Luego de que el político veracruzano anunciara su salida del partido tras más de 40 años de militancia, Jorge Meade Ocaranza, secretario nacional de Organización del CEN del PRI, fue el encargado de responderle a nombre del tricolor. Y no lo hizo precisamente con flores.
Meade acusó que la renuncia de Yunes no responde a principios ni a dignidad, sino a ambición y cálculo político. Según el priista, Héctor dejó el partido porque no le dieron ni le garantizaron lo que quería, y porque buscaría acomodarse en una nueva diputación plurinominal antes de que los tiempos legales se lo impidan. La respuesta de Meade fue difundida luego de la salida de Yunes, quien acusó a la dirigencia nacional de Alejandro Moreno de tener secuestrado al PRI.
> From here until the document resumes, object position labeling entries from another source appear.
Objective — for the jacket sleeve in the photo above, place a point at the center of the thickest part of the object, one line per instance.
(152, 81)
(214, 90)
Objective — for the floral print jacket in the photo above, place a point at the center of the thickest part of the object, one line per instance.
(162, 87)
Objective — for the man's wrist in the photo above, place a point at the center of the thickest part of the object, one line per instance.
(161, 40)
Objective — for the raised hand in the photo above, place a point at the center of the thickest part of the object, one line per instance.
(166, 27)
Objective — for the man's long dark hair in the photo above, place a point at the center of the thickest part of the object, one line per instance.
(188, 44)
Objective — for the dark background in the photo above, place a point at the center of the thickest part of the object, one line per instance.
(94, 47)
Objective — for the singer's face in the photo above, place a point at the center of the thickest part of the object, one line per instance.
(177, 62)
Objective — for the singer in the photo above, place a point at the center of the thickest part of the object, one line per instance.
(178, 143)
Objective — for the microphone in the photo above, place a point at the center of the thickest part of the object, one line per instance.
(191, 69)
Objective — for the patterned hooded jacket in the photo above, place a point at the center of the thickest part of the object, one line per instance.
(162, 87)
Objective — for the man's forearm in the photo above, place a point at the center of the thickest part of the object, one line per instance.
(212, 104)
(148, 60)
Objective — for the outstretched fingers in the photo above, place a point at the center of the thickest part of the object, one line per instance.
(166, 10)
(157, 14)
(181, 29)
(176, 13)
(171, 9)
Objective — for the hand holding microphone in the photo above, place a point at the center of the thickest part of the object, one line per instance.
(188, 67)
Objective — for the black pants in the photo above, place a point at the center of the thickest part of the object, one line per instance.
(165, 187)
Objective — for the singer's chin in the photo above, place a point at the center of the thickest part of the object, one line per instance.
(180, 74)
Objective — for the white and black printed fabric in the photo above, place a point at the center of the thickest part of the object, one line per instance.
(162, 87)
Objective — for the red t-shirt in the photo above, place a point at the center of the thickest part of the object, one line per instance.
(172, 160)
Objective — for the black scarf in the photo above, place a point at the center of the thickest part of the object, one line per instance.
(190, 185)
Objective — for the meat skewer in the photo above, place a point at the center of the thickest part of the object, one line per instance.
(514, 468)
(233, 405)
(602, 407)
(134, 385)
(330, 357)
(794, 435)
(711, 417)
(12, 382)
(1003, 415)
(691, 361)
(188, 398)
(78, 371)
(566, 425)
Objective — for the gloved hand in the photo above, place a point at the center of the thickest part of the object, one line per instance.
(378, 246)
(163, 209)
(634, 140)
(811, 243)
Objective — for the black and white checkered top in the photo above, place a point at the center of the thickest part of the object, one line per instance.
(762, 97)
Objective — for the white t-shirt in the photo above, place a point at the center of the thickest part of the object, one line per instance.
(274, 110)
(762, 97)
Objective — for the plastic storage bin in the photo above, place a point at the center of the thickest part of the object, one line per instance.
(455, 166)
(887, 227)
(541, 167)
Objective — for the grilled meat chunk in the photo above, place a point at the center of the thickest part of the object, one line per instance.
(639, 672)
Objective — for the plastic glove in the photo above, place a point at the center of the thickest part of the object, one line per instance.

El dirigente priista también recordó que, cuando la dirigencia de Alejandro Moreno impulsó a Yunes para ser nuevamente diputado plurinominal, este no cuestionó al presidente del partido. Hoy, dijo, patea la mesa e intenta lavarse la cara golpeando al PRI y a su dirigencia.
Pero Héctor Yunes no se quedó callado. Ni tardo ni perezoso, respondió con una carta cargada de jiribilla política, donde acusó a Meade de hablar por servilismo y de decir en privado cosas muy distintas sobre Alejandro Moreno, “Alito”. En pocas palabras: le recordó que en política todos se conocen, todos se han escuchado y todos traen archivo.
Yunes también le soltó que ha sido cadenero para impedir el acceso de priistas valiosos a candidaturas, y remató con una frase de sótano político: le dijo que desde la oscuridad donde lo tienen refundido es imposible observar puerta alguna.
Así, lo que empezó como una renuncia terminó convertido en pleito de compadres, con Meade defendiendo la casa tricolor y Héctor pateando la puerta antes de irse. Uno acusa ambición; el otro acusa servilismo. Uno habla de lealtad; el otro de secuestro partidista. Y en medio queda el PRI, ese viejo edificio donde ya no se sabe si están cerrando ventanas, cambiando chapas o viendo quién alcanza todavía un hueso antes de que se caiga el techo.